Defect Engineered Room-Temperature Ferromagnetism in Quasi-Two-Dimensional Nitrided CoTa2O6

TL;DR

This study demonstrates that defect engineering via thermal ammonolysis induces room-temperature ferromagnetism in quasi-2D CoTa2O6, supported by experimental and first-principles analyses, and predicts a pressure-induced phase transition.

Contribution

It introduces a novel defect engineering approach to achieve room-temperature ferromagnetism in quasi-2D CoTa2O6 and elucidates its origin through first-principles calculations.

Findings

Induced ferromagnetism above room temperature in CoTa2O6.
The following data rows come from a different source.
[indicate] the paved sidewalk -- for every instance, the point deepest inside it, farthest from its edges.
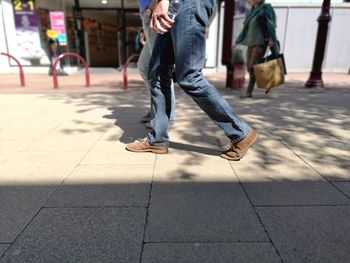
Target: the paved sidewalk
(69, 192)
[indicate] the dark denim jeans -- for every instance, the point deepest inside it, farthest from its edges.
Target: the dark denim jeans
(184, 45)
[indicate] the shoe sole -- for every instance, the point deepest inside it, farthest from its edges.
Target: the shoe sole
(156, 151)
(244, 153)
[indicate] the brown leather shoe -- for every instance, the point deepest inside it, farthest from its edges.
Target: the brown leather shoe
(239, 149)
(144, 146)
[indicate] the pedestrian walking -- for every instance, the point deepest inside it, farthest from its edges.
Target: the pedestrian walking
(146, 8)
(183, 42)
(259, 32)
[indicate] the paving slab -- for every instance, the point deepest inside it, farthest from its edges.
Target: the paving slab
(28, 130)
(9, 148)
(287, 184)
(117, 156)
(335, 172)
(344, 186)
(209, 252)
(336, 153)
(39, 168)
(3, 248)
(81, 235)
(202, 164)
(269, 151)
(309, 234)
(19, 204)
(201, 212)
(105, 185)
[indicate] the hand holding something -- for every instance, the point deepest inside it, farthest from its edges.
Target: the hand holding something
(161, 22)
(270, 43)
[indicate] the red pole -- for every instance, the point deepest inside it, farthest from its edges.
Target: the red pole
(227, 41)
(315, 79)
(21, 72)
(70, 54)
(125, 73)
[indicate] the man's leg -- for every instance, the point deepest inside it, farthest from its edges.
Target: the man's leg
(144, 60)
(253, 53)
(160, 77)
(188, 36)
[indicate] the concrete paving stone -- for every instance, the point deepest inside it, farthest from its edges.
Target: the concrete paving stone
(335, 153)
(28, 130)
(64, 144)
(287, 184)
(201, 212)
(333, 171)
(209, 253)
(39, 168)
(118, 156)
(19, 204)
(125, 133)
(309, 234)
(81, 235)
(3, 248)
(75, 129)
(187, 166)
(105, 185)
(9, 148)
(344, 186)
(268, 151)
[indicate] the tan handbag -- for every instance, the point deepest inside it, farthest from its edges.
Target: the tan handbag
(270, 73)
Identified specific CoON defect configuration responsible for ferromagnetism.

Predicted pressure-induced insulator-to-metal transition at 24.5 GPa.

Abstract

Thermal ammonolysis of quasi-two-dimensional (quasi-2D) CoTa2O6 yields the O2-/N3- and anionic vacancy ordered Co2+Ta5+2O6-xN2x/3$\Box$x/3 (x $\leq$ 0.15) that exhibits a transition from antiferromagnetism to defect engineered above room-temperature ferromagnetism as evidenced by diffraction, spectroscopic and magnetic characterizations. First-principles calculations reveal the origin of ferromagnetism is a particular CoON configuration with N located at Wyckoff position 8j, which breaks mirror symmetry about ab plane. A pressure-induced electronic phase transition is also predicted at around 24.5 GPa, accompanied by insulator-to-metal transition and magnetic moment vanishing.